Anyone who has worked on AVGPs will also tell you that it doesn't matter if you fill by Jerrycan or Bowser, if the design of the vehicle is poor, refueling can be slow and troublesome.

The Russians did, however, create pipeline systems where they could refuel whole Bns at once, as opposed to only a few vehicles.  Time of refueling one vehicle didn't matter, if you refuel hundreds simultaneously.


----------



## Blackadder1916 (15 Aug 2008)

It may not have been of much concern in 4 CMBG during the era of the Centurions, however later, "Manöverschäden" was a major factor in determining whether refueling was done by bowser or jerrycan.  There was less likelihood of accidental spills and the required clean-up if the bowser was used.  But when there was a spill from a bowser, it was usually more serious.
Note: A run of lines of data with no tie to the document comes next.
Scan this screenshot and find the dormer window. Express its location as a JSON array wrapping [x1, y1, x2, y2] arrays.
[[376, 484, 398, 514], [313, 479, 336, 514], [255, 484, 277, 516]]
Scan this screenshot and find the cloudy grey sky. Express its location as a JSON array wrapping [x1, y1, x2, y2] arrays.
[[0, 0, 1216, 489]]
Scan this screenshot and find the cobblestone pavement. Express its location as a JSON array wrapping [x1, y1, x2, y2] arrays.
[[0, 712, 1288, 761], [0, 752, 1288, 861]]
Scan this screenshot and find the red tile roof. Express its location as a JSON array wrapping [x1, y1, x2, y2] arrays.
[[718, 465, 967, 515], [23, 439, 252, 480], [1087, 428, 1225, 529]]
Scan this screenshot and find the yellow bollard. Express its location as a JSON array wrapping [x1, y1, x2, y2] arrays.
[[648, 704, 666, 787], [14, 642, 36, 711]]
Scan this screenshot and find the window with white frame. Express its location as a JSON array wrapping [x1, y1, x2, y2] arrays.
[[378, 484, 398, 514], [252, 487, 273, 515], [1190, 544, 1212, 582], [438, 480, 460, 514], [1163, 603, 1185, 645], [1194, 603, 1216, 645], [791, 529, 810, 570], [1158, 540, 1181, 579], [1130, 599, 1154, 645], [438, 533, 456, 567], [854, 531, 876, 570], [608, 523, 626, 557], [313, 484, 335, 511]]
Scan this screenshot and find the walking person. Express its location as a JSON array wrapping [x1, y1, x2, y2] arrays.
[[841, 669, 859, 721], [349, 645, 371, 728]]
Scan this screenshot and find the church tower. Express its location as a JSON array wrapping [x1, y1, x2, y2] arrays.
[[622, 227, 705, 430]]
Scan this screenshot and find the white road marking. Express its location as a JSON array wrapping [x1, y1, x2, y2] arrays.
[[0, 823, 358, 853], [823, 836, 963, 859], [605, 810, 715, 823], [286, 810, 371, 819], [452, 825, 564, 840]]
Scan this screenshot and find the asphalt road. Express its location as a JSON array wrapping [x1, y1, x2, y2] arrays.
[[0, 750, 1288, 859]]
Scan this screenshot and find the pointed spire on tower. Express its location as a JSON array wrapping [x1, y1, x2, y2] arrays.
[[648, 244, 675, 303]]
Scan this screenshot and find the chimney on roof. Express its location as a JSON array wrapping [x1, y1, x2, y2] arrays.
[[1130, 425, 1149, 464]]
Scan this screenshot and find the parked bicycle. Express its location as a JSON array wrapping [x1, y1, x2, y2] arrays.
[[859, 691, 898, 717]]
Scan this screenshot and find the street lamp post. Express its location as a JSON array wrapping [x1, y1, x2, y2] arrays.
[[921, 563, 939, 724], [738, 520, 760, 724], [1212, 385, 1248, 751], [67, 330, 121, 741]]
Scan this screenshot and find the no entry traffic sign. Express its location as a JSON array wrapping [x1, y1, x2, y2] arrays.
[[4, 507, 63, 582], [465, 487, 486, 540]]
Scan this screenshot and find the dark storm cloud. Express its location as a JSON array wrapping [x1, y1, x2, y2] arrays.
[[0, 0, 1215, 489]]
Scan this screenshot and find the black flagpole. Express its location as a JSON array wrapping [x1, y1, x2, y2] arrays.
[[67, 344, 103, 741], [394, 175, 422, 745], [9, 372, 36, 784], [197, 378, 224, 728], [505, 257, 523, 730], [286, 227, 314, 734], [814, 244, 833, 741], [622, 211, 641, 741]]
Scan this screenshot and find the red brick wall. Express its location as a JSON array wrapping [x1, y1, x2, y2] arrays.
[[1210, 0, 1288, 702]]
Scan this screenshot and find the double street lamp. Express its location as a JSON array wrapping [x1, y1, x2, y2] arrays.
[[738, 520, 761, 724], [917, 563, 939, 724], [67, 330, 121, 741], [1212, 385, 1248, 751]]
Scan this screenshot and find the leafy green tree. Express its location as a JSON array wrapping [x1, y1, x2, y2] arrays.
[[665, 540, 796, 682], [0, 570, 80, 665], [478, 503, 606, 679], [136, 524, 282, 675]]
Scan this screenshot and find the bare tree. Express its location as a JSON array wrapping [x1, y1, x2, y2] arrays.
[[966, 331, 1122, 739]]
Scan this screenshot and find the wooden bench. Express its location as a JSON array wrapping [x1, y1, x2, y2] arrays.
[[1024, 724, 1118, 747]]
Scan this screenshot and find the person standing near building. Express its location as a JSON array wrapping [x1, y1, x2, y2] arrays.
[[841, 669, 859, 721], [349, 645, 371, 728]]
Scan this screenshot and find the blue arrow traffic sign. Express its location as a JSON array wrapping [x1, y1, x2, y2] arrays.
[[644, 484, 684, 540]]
The Russians probably didn't have the same environmental concerns we did.


----------



## George Wallace (15 Aug 2008)

Blackadder1916 said:
			
		

> The Russians probably didn't have the same environmental concerns we did.



The Russians didn't.

The Bases in East Germany were ecological disasters.  Actually, after the Wall came down, all of East Germany was an Environmentalist's worse nightmare.


----------



## JackD (15 Aug 2008)

Any base the Russians were at - when they left, they also destroyed everything they could - sinks, pipes, wndows  - you name it. Mindless vandalism - and great loss of possible good-will


----------



## Colin Parkinson (15 Aug 2008)

Had the Leopard 1 been in many 2 way shooting conflicts, then it might have gained a bad rep as well, the early version had fairly light armour on the hull, with a large stack of ammo up front. The Russians went for as small an internal volume as possible, this makes getting out interesting. The autoloader/arm issue is not as bad as people make out. Keep in mind the T-72 is an old tank, the T-55 is from the 50's. US tanks also had weakness, the IDF M48 crews suffered horrible burns from the hydraulic fluid systems when hit. Also from reading is that the real problem with the T-72 ammo storage is not the carousal but from the storage of a number of rounds at the turret ring level. A hit into the carousal is highly unlikely.


----------



## JackD (16 Aug 2008)

Possibly another reason is the propellant used - or how it is contained -and no doubt an absence of appropriate fire suppression systems. The carousel system I'd say makes it somewhat vulnerable to mines (tilt mines in particular). I'd say it makes it difficult to reload too. Poland offers a rebuild of this tank, it still has this system though - albeit the automatic loader has been modified - the main differences being enhanced armour, different drive-train, different gun, aiming systems, suppression systems...  http://wirtualnepodroze.dziennik.pl/pt91_twardy/pokoj_h,289.html  http://www.globalsecurity.org/military/world/europe/pt-91.htm

The early leopard was based on the concept of maneuver as protection and also at that time, going hull -down - digging in - was standard practice. regarding the M-48/m-60 - from what i've read that fluid was rapidly changed due to after-action reports.


----------



## a_majoor (16 Aug 2008)

Armour development and armoured philosophy continues to evolve as well. All the talk about the T-72 or T-55 deficiencies is somewhat moot, if you see these tanks at all they will have layers of add on armour and almost total rebuilds of their interiors to take advantage of new developments in FCS, radios, fire supression etc. based on the lessons learned. T-80's and T-90's have all these lessons "built in" from the start, although in the Russian context of mass manouvre and shock action. (An interesting side note; it almost does not matter how long it takes to refuel a Soviet/Russian tank as the entire unit was to be comitted until combat ineffective, wherupon the next unit in line mioved through and continued the battle). The Russians do try to add "work arounds" to their tanks to offset their weakness, active ATGM defense and through tube missiles for extended range gunnery come to mind.

The M-1 and various versions of the Leopard 2 are also quite different from the initial models, one again reacting to lessons learned in the field. Most Russian tanks and AFV's still reflect the basic doctrines that drive the Russian Army, even prototypes like the "Black Eagle" (Чёрный Орёл) or putative T-95 are built around that philosophy, while the vast majority of Western "Generation 3" AFV's reflect our philosophies.


----------